Computed Attribute (CATR)

This is useful to compute extra set of attributes from the event stream as we ingest data from the source. For example: if we get attribute a, b, c,… etc. and we wish to compute a3 based on some logic, then we need to define that here. This is how it looks:

[
   {
      "name":"m",
      "type":9,
      "opnm":"MUL",
      "stat":3,
      "iatr":[
         "b",
         "c",
         "d"
      ],
      "seq":1,
      "order":0
   },
   {
      "name":"n",
      "type":11,
      "stat":1,
      "opnm":"comp_int",
      "iatr":[
         "g",
         "h"
      ],
      "seq":0,
      "order":1
   },
   {
      "name":"o",
      "type":5,
      "opnm":"string_add",
      "iatr":[
         "a",
         "b"
      ],
      "order":2
   },
   {
      "name":"p",
      "type":5,
      "opid":3,
      "opnm":"myudf3",
      "iatr":[
         "c",
         "b"
      ],
      "order":3
   },
   {
      "name":"mexp",
      "type":9,
      "opnm":"MATH_EXP",
      "iatr":[
         "((($g+$h)*2)+($g*$h))"
      ],
      "order":4
   },
   {
      "name":"x",
      "type":11,
      "opnm":"PRED",
      "model":"mymodel1",
      "algo":"SVM",
      "attr_type":"HYB",
      "iatr":[
         "a",
         "b",
         "c"
      ],
      "order":5
   }
]

Let's look at each one by one

{"name":"m", "type":9, "opnm":"MUL", "stat": 3, "iatr":["b", "c", "d"],"seq":1,"order":0}

It says that compute new attribute "m" of type 9(long), from (b, c, d) using opnm : "MUL" (multiply) and enable “stat” as well (type 3, running stats).

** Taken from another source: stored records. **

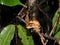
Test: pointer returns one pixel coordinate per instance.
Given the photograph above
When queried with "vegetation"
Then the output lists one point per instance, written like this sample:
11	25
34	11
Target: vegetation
29	22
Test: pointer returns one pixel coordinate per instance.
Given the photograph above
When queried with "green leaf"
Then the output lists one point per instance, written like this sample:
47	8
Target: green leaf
22	33
54	18
11	2
57	35
7	35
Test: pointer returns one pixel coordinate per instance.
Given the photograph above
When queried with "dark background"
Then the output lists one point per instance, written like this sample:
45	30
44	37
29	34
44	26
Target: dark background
7	14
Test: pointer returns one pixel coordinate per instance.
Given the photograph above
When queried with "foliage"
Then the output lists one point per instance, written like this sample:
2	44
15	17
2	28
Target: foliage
57	32
7	35
26	39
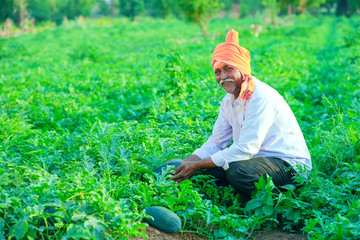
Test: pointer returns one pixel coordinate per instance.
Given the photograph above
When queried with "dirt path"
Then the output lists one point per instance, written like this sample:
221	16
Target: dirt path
155	234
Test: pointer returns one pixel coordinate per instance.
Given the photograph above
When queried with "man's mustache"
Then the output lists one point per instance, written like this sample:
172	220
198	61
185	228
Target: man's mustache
226	80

"seq" tells when this catr should be executed. catr can be executed by the db before or after "refr" (reference), this way we can also use some of the referred attributes if we wish to for computing attributes or compute attribute first and then use it for rerference. "seq" = 1 would mean, db would execute it before taking the referred attributes. Default value for "seq" is 0, which means the catr will be executed after reference.

"order" defines, in which order should db execute these catrs? Since there can be more than on catrs to be executed and some of the catrs may use other catrs attributes, therefore user can define the order in which these should be executed. If we define order for one catr entry, then we need to define for all. If we don't define then the order of execution can be random, which may be fine in many scenarios where the catrs are not interdependent.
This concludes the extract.